Ein Chef fürs Glashaus

Christoph Lieben-Seutter, seit 1996 Leiter des Wiener Konzerthauses, wird Generalintendant der 2009 eröffnenden Hamburger Elbphilharmonie sowie der dortigen Laeisz-Musikhalle. Sein Job: Abgrenzen, Profilieren und Tausende neuer Zuhörer akquirieren

Es ist ein Posten, um den sich die Granden schon lange stritten: Der Generalintendant für die Hamburger Elbphilharmonie samt Laeiszhalle wurde am Dienstag gekürt.
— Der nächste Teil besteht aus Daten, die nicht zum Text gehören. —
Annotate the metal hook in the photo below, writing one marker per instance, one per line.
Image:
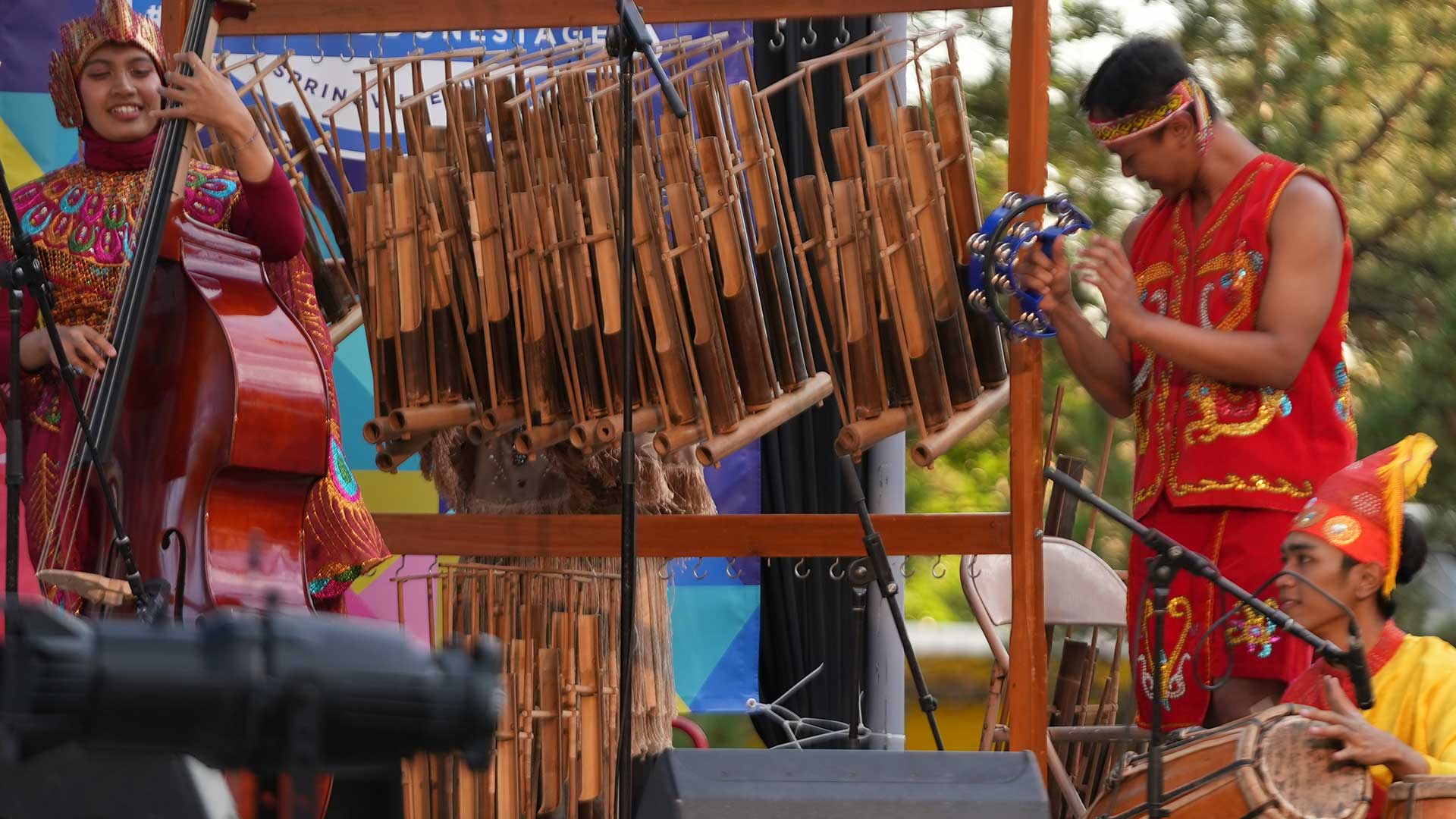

Vorangegangenen waren etliche Zu- und Absagen, auch ein beleidigter Abgang war dabei. Christoph Lieben-Seutter, Generalsekretär des Wiener Konzerthauses, hat den heiklen Posten schließlich bekommen.

Eine ziemliche Herausforderung, gerät die Elbphilharmonie – ein hoch über Hamburgs Hafen aufragender, Bau, der 2009 eröffnen soll – doch zusehends zum Renommierprojekt: Als der Sydney-Oper vergleichbares Wahrzeichen soll die Philharmonie, auf einen backsteinernen Kaispeicher gesetzt, weit ins All hinaus strahlen. Kostenpunkt: 196 Millionen Euro. Rund 2.200 Plätze wird der im Inneren verborgene, kunstvoll geschwungene Konzertsaal bergen; wie in einer Arena wird man dort Musik genießen können.
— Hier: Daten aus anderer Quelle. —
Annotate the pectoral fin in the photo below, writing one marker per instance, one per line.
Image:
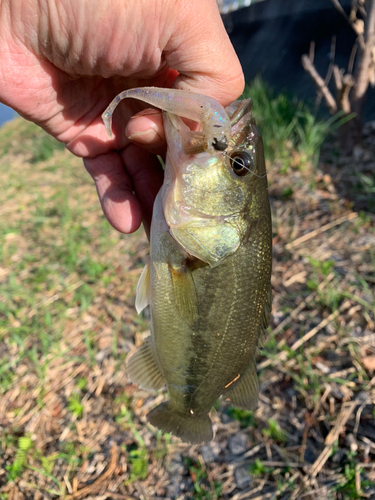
(143, 289)
(143, 369)
(244, 391)
(185, 294)
(208, 240)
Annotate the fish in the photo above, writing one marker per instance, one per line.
(208, 279)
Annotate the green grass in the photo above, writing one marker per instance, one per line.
(292, 134)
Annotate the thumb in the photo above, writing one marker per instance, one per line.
(200, 50)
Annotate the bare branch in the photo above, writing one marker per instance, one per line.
(339, 7)
(362, 76)
(322, 87)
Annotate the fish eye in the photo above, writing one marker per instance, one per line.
(241, 162)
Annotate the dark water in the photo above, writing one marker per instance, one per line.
(6, 114)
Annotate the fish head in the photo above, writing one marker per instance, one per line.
(208, 198)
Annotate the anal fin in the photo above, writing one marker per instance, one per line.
(143, 368)
(143, 289)
(244, 392)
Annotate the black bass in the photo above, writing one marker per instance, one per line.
(208, 278)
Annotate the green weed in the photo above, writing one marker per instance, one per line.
(288, 125)
(139, 464)
(75, 405)
(25, 444)
(274, 431)
(258, 468)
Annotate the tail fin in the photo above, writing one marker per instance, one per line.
(189, 428)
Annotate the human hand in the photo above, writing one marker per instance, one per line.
(63, 61)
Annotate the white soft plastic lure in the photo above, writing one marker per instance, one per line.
(215, 131)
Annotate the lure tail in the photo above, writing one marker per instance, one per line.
(190, 428)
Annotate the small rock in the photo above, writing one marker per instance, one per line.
(238, 443)
(242, 476)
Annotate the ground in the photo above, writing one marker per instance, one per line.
(72, 426)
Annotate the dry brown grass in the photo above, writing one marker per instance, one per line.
(71, 424)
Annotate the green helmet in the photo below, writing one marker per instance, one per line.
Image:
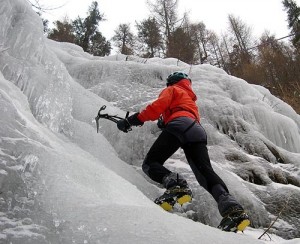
(175, 77)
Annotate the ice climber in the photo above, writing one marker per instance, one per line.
(177, 112)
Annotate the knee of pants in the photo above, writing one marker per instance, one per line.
(145, 166)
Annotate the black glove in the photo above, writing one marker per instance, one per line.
(125, 124)
(160, 123)
(133, 120)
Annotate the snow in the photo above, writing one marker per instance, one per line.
(61, 182)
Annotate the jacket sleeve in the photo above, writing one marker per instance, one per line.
(156, 108)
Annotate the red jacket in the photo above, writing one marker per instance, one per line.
(174, 101)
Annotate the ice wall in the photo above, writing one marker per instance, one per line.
(29, 64)
(48, 87)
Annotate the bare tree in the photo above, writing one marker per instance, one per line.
(165, 12)
(124, 39)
Die Schweizer Architekten Herzog & de Meuron haben den selbstbewussten Bau entworfen, für den sich die Hanseaten derart begeisterten, dass zunächst niemand fragte, ob man einen so großen Konzertsaal würde bespielen und füllen können. Denn einen Musiksaal gibt es in Hamburg bereits: die Laeiszhalle – ein reiner Vermietbetrieb zwar und oft nicht sonderlich gut besucht, aber eine nicht zu vernachlässigende Größe.

Beide Säle soll Christoph Lieben-Seutter ab 2009 bespielen, soll Zuschauer aller Altersgruppen und Schichten ins Konzert bewegen – möglichst auch solche, die noch nie einen Konzertsaal von innen sahen. Das sei sehr wohl möglich, sagt Hamburgs Kultursenatorin Karin von Welck konstant auf zweifelnde Fragen, schließlich habe die Kölner Philharmonie seinerzeit auch etliche neue Musikfans geboren. Schier grenzenlos scheint der Optimismus der Politiker angesichts der Aussicht, der Hansestadt ein neues Wahrzeichen zu bescheren.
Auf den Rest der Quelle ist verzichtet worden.